Empathic Comprehension In Practice

What does this level look like in practice?

In practice, it looks like this: when after you have “put yourself in the other’s shoes,” you as if say to yourself, “That is his problem, not mine” (of course, not in an insensitive way). There is just, thus, a recognition that the experience that you have undergone through empathy (the second level) is not yours but the other’s.

It is, then, just like coming to your senses.

P.S. A disclosure: “empathic comprehension” is my term as I describe the third level of empathic experience.

Empathic Fulfillment

Stein would say that a person’s empathic experience might stay at empathic awareness, the first level. This would probably be due to various reasons. But it can proceed to the second level if the situation permits.

For Edith Stein, there are three (3) levels of empathic experience. This would mean that empathy lets the subject go through a unique experience, so unique that Stein would say that it is sui generis.

Empathic Fulfillment

The second level of empathic experience is fulfilling explication. This refers to the intimate experience of being “at” the place of the other subject as if the subject becomes one with the other subject. In layman’s terms, this would be “putting oneself in the other’s shoes.” For Stein (p.12), this level is the “highest level of the consummation of empathy,” agreeing with Lipps.

Whereas in the first level the subject faces the other subject, in the second level the subject is at the other subject’s place.

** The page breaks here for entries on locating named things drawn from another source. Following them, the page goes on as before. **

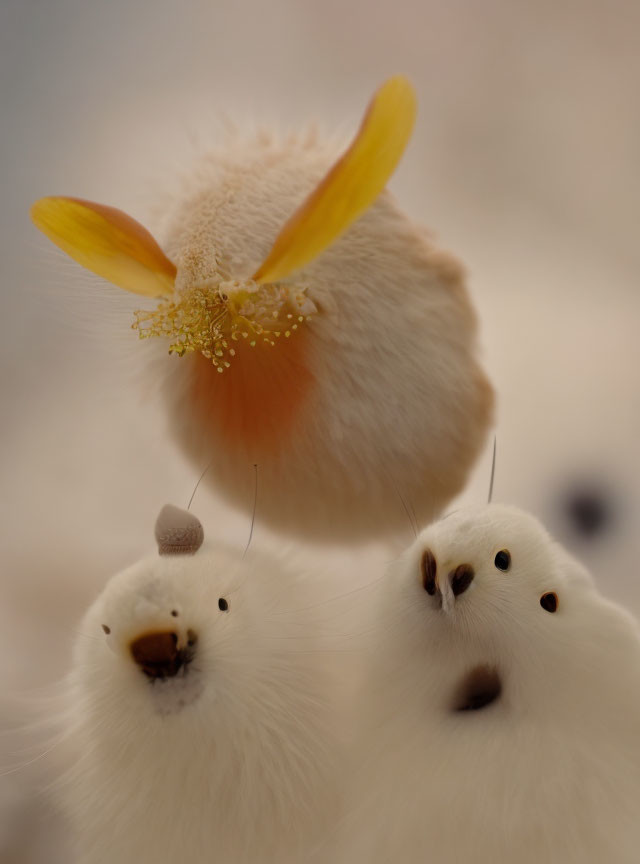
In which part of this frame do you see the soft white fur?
[59,541,338,864]
[332,506,640,864]
[147,135,493,539]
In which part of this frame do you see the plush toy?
[332,506,640,864]
[59,507,339,864]
[31,77,493,539]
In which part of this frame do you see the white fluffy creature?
[332,505,640,864]
[32,77,493,540]
[60,508,344,864]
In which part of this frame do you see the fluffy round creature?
[32,77,493,540]
[60,508,344,864]
[332,505,640,864]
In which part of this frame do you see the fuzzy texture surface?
[59,542,344,864]
[153,135,493,540]
[330,506,640,864]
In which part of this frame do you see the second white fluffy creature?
[31,76,493,541]
[332,506,640,864]
[60,508,344,864]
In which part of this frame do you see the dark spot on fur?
[540,591,558,612]
[130,631,195,681]
[453,666,502,711]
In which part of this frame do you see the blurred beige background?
[0,0,640,864]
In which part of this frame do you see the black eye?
[493,549,511,570]
[540,591,558,612]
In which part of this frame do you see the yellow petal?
[253,75,416,282]
[30,198,176,297]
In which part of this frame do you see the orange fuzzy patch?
[183,330,314,458]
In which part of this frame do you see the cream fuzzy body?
[332,506,640,864]
[154,136,493,539]
[59,544,344,864]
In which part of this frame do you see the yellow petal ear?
[253,75,416,283]
[30,198,176,297]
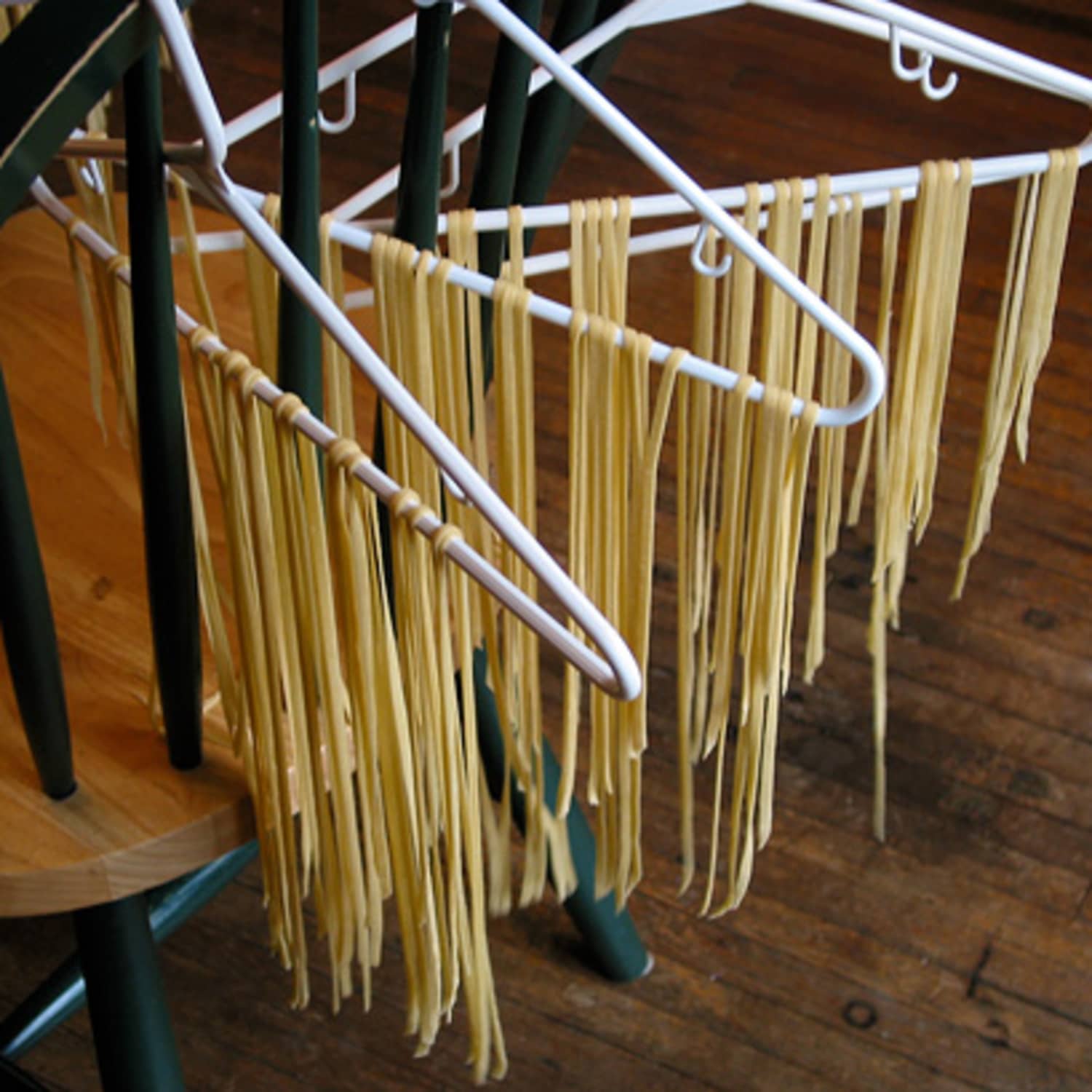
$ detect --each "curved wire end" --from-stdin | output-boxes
[889,24,959,103]
[690,220,733,277]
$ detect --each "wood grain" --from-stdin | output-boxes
[0,0,1092,1092]
[0,203,253,917]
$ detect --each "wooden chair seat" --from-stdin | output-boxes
[0,203,255,917]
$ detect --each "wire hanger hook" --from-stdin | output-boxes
[690,220,733,277]
[890,24,959,103]
[319,69,356,135]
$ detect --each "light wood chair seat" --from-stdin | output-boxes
[0,203,255,917]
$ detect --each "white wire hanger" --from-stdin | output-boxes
[162,0,886,430]
[53,0,642,700]
[31,170,640,696]
[373,0,1092,286]
[68,0,885,426]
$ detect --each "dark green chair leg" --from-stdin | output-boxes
[72,895,186,1092]
[124,47,201,770]
[0,371,76,799]
[513,0,624,226]
[470,0,543,389]
[277,0,323,417]
[474,649,652,982]
[0,842,258,1061]
[395,4,451,250]
[389,4,649,982]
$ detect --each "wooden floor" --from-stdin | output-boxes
[0,0,1092,1092]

It should be pointed out that for Stein, individuality is still preserved even in this intimate connection. Meaning to say, I do not become the other. While empathizing, I would always be myself and the other would still be a wholly other. It is just that, in empathy, I would be experiencing things as if I am in the other’s place.

Also, it should be noted that even at this level, emotional response from the subject is not warranted, and therefore may not happen. But, of course, sympathy might happen because of empathy.

Empathic Fulfillment in Practice

What does empathic fulfillment look like in practice?

Have you not experienced losing yourself (i.e., not conscious of yourself) when you were listening with your best friend? Have you never wondered that you know why a person feels this or that way? Have you not noticed that you seem to truly understand your friend’s grief over the loss of a loved one? Have you not experienced knowing the plight of a street vendor? Have you not noticed that you seem to understand the wrath your mother feels over your father?

This kind of understanding of what the other feels, as if you are the other, is what Stein calls empathy. This level is indeed the peak of the empathic experience.

P.S. All of the above is based on Edith Stein’s On the Problem of Empathy.

P.P.S. A disclosure: “empathic fulfillment” is my own term as I describe the second level of empathic experience.